4. L'emploi dans l'hôpital public : 35 heures et fonds pour l'emploi hospitalier (articles 17 et 18)

L'article 17 du présent projet de loi de financement définit les modalités de mise en oeuvre de la réduction du temps de travail dans la fonction publique hospitalière.

Il modifie l'ordonnance n° 82-272 du 26 mars 1982 relative à la durée hebdomadaire du travail dans la fonction publique hospitalière afin de tenir compte de l'application des 35 heures dans l'ensemble de la fonction publique à compter du 1 er janvier 2002. Ainsi il est précisé que le temps de travail des agents de la fonction publique hospitalière est réduit dans des conditions fixées par décret en Conseil d'Etat. Ce décret fixe également les règles relatives à l'organisation du travail des mêmes agents en tenant compte de la spécificité des missions exercées par ces établissements.
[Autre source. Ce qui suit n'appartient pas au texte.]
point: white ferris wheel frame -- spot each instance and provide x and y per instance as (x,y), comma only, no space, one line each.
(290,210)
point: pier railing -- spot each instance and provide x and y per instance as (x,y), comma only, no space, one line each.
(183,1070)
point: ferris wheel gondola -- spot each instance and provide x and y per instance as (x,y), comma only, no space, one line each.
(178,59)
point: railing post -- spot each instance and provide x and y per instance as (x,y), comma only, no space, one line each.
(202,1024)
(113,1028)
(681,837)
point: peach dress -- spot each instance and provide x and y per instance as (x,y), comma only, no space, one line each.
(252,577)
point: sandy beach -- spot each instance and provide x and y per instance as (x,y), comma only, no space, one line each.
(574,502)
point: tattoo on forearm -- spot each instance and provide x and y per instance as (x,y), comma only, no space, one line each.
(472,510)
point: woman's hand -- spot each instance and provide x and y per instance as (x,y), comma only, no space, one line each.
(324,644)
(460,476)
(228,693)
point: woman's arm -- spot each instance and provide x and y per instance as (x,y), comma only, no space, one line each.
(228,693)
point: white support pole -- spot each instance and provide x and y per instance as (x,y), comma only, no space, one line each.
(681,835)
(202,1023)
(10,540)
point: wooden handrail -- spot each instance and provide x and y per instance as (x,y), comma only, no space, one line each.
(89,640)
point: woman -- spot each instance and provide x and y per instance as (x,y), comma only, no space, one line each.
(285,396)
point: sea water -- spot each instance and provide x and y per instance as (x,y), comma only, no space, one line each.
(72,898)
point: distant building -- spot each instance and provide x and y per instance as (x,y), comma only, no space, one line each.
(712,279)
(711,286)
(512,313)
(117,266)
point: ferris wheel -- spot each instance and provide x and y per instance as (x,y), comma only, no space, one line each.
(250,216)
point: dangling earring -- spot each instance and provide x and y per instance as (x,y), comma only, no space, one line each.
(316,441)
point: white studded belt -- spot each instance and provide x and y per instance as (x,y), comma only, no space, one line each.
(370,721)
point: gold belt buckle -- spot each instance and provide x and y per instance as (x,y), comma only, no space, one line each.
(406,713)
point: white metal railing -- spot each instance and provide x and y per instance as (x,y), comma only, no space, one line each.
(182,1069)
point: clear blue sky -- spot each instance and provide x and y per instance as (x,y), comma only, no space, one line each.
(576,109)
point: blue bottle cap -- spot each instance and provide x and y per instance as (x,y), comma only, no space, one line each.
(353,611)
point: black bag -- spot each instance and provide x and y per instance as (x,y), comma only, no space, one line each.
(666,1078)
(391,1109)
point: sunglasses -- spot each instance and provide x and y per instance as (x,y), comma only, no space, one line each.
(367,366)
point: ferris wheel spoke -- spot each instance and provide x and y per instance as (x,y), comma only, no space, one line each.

D'après le gouvernement, 45.000 emplois spécifiques pour la réduction du temps de travail dans la fonction publique hospitalière seront créés sur les trois années 2002 à 2004. En 2002, ce sont l'équivalent de 12.300 emplois qui pourront être pourvus soit 27,5 % du total des créations annoncées.

Votre rapporteur pour avis souhaite d'abord s'interroger sur la pertinence de la présence de cette disposition dans un projet de loi de financement de la sécurité sociale puisque, ayant une dimension purement statutaire, elle n'a aucune incidence financière directe.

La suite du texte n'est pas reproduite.